People under 30 don’t remember any muscle models as hot, new cars. They’re either lovingly preserved collectors items we can’t afford to touch, let alone buy, or they’re down at the other end of the auto food chain: hard-used, hand-me-down beaters we used as first cars and then wrecked six months after getting our licenses. Our cool, street-racing older cousins (I didn’t have one, but it would have been awesome if I had.) drove light, nimble imports, not brawny, badass Detroit rolling iron. Muscle didn’t really enter the conversation.
It’s to the point that last night I had an argument with my brother and my roommate (same guy) about what constitutes a muscle car, and it devolved into actual shouting. In a world where muscle was still a driving force, we probably would have just known. (Granted, this fight eventually expanded to encompass the difference between a roadster and a regular convertible, prescriptivist grammar, L’Académie française, the merits of the gold standard, why Papa Smurf could beat up Wolverine (I beg to differ – ed.), and whose turn it is to do the dishes, so there may have been deeper forces at work.)

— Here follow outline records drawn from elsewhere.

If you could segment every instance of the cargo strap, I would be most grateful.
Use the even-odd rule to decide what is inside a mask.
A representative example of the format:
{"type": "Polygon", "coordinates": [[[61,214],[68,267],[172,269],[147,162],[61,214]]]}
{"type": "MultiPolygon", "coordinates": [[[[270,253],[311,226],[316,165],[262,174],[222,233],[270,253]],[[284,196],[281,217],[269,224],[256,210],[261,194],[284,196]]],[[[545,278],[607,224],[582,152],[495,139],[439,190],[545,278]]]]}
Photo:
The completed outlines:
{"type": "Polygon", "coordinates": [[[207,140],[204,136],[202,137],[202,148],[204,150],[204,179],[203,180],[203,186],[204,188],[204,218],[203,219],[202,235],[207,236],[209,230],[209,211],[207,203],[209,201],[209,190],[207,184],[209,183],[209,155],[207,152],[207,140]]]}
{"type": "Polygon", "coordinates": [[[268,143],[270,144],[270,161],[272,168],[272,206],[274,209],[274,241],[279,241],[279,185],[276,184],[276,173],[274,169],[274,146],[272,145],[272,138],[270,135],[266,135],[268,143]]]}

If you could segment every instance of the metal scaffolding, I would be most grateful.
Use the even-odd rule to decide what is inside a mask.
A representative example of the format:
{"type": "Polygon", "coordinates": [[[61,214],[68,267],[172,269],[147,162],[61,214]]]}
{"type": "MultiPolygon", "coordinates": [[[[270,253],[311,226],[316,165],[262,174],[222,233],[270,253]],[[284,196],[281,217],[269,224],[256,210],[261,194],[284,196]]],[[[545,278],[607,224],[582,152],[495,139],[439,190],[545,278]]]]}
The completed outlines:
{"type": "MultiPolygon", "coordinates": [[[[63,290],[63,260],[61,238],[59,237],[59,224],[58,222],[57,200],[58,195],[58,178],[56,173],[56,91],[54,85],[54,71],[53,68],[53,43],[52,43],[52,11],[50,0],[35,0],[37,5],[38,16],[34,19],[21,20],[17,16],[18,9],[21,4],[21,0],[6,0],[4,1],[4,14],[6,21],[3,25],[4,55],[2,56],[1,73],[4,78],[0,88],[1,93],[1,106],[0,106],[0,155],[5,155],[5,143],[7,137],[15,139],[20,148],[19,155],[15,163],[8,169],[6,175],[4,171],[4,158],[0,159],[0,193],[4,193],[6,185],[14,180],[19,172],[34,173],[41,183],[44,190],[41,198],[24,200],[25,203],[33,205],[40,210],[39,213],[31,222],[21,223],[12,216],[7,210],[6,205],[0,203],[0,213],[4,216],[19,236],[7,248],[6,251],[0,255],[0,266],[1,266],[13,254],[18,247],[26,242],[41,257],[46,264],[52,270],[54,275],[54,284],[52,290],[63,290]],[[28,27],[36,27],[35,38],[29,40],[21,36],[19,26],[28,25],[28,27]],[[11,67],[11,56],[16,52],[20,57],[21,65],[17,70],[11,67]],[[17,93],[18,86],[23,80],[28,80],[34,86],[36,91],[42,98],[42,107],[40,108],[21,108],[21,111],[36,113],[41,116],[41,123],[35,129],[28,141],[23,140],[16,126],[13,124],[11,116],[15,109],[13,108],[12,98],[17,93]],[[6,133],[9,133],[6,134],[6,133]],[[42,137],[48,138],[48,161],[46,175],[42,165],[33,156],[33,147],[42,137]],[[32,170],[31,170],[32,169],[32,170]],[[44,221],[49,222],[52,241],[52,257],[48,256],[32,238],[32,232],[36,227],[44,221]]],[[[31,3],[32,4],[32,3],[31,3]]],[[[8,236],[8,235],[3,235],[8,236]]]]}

I know there are people my age who come from gearhead families or who found their calling in the high school auto shop and have loved muscle cars all their lives. I’m not really talking about them, though. This is more about what the mainstream finds appealing, and, more importantly, what the mainstream is willing to buy.
And here we could run into kind of a problem: Most young people don’t know a whole hell of a lot about muscle cars, and the auto industry isn’t exactly going out of its way to get us excited about them. There was a purpose to the list at the top of this post – other than filling some space with pretty pictures, that is. The majority of the new generation of muscle cars is made up of resurrected models that were popular among the generations preceding us.
Okay, world. We get it. No one matters but baby boomers, and no one will matter until we’re totally sure cryogenics is a crock and the last person born between 1945 and 1965 is allowed to thaw out and gracelessly slide from this mortal coil. We got the picture years ago. But automakers, could you at least pretend you’re marketing to someone else for once? (Could the upcoming Camaro, with its starring role in The Transformers, count as a muscle car with broader age appeal? – ed.)

All the muscle I can afford

All right, time to wrap this up. What have we learned today?
1) If muscle cars are really going to come back, someone’s got to make a move to make them exciting for people who are too young to remember “Starsky and Hutch” in its first run.
2) My brother couldn’t tell a muscle car from a sports car if his life depended on it.
3) All my posts turn into bitter rants, and I may need therapy.